The two-party system is dying – and this vote may kill it

Starmer and Reeves
Starmer and Reeves: our new dictators? - Stefan Rousseau/PA

If this poll proves accurate then July 4 might be the doomsday event that finally converts conservatives to proportional representation. Labour – not having cracked 50 per cent of the popular vote – enjoys a Soviet-style majority in the Commons; Tories second in vote share yet almost third in seats; Lib Dems third in vote share yet within a whisker of forming His Majesty’s Opposition. Reform on nothing.

For decades Right-wingers defended First Past the Post (FPTP) on the grounds that it roots MPs in a local polity while providing stable national government. PR was for foreigners, typically Italian, who like being governed by chaotic coalitions collated from lists.

But what FPTP was never meant to do was create a dictatorship – and a Labour landslide of this size amounts to just that. Under our system, a parliamentary majority can do whatever it wants (see Brexit). A Left-wing government with barely any opposition means five years of driving the country Left-ward with nary a check nor a balance – even if most of the country will have voted against it or abstained.

The Lib Dems will say “suck it up: that’s what we went through in the 1980s. We got a quarter of the vote; we got a tiny number of seats. When we demanded PR, the Tories laughed at us.”

Ah, but the situation is now very different.
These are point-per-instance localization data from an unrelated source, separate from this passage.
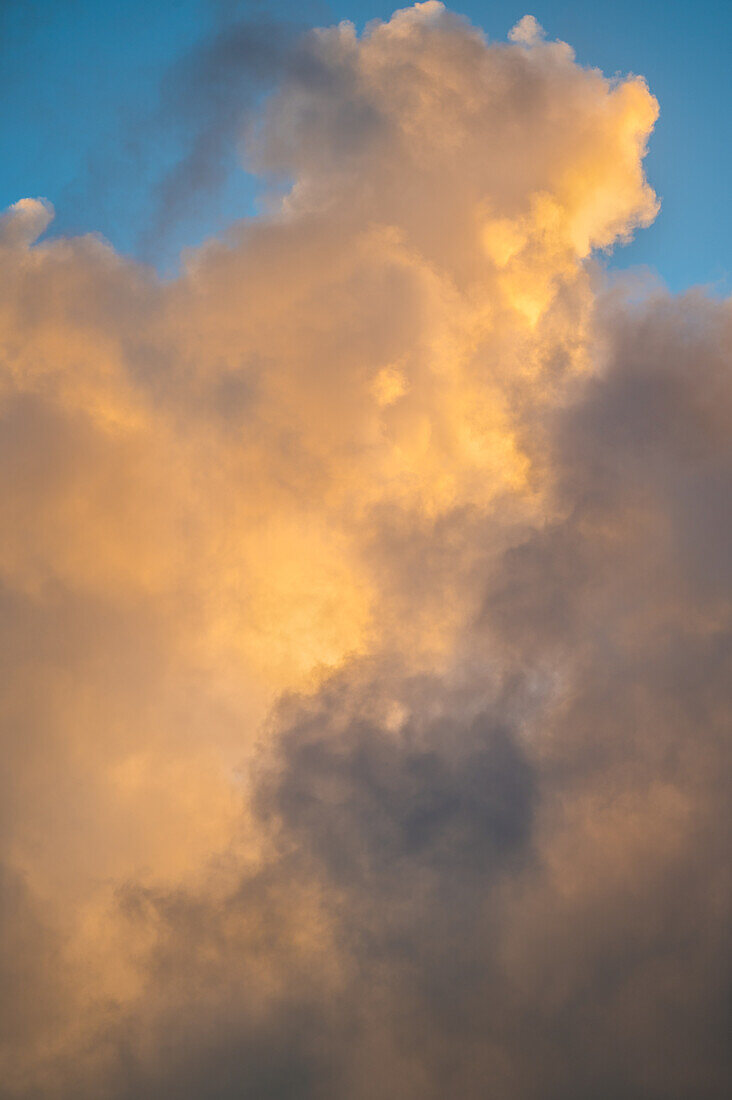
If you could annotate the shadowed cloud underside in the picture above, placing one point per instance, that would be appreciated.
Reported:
(366, 612)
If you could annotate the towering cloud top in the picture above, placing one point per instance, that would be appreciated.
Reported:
(364, 612)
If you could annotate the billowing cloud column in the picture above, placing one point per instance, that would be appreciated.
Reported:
(366, 613)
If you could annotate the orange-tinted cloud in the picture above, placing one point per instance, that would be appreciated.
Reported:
(366, 612)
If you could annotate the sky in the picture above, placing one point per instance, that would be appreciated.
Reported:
(87, 122)
(366, 619)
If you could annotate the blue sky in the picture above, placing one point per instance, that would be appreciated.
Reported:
(88, 123)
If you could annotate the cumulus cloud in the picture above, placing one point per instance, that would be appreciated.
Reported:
(366, 637)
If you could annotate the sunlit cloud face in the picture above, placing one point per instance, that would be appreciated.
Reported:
(366, 612)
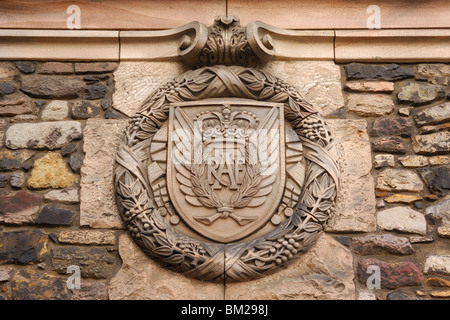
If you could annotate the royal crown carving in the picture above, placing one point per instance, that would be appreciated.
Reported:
(226, 171)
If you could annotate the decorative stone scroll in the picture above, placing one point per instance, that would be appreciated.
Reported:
(226, 171)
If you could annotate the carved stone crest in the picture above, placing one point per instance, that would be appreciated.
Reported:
(226, 171)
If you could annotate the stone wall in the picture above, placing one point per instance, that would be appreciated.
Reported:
(60, 124)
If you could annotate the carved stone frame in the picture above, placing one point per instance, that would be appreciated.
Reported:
(213, 261)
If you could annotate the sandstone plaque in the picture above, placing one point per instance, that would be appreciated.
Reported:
(226, 171)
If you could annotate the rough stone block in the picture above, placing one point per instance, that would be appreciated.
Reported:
(97, 199)
(50, 135)
(325, 272)
(141, 278)
(355, 205)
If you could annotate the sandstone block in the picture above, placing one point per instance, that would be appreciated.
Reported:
(432, 143)
(91, 237)
(420, 93)
(437, 264)
(399, 180)
(318, 81)
(56, 110)
(19, 208)
(49, 135)
(94, 262)
(393, 275)
(387, 243)
(433, 115)
(97, 199)
(370, 86)
(324, 272)
(50, 171)
(141, 278)
(370, 105)
(23, 247)
(389, 72)
(135, 81)
(355, 204)
(402, 219)
(52, 87)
The old SDP/Liberal Alliance came third in the popular vote, not second – and thus its number of seats might have been disproportionately low, but it reflected its failure to beat Labour (still the dominant party of the urban working-class). 

By contrast, the present possibility of the Conservatives/Reform together winning almost as many votes as Labour but taking a small/zero number of seats is patently absurd. It’s evidence of a constitution no longer capable of expressing the will of the voters – akin to being governed by a council of bishops long after people stopped going to church.

Here’s the fundamental problem: the two-party system is dying, but the constitutional framework props it up. Only five years ago, Labour received historically bad results; now it’s the Conservatives’ turn. The governing class is incompetent, weird and has zero charisma. Being run by vicars might actually be more compelling.

Smaller parties are emerging to represent the young, the disenfranchised, the discontented – Reform, Lib Dem, Green, SNP, perhaps even the Workers Party. Britons are thus voting like they live under PR, seeking new ideas and fresh faces that ought to result in a kaleidoscopic Commons. Yet they’re getting results as if they were living under the mass-membership party system circa 1945 – a Labour landslide that wildly exaggerates the actual level of support for Sir Keir Starmer in the country (he’s no Clement Attlee).

Curiously, this is the one aspect of our system you can guarantee he won’t fix: votes for 16 year olds, Lords reform, yes. But why would any leader tinker with an electoral system that hands him Napoleonic powers even though the public is utterly cynical about his ability to fix anything?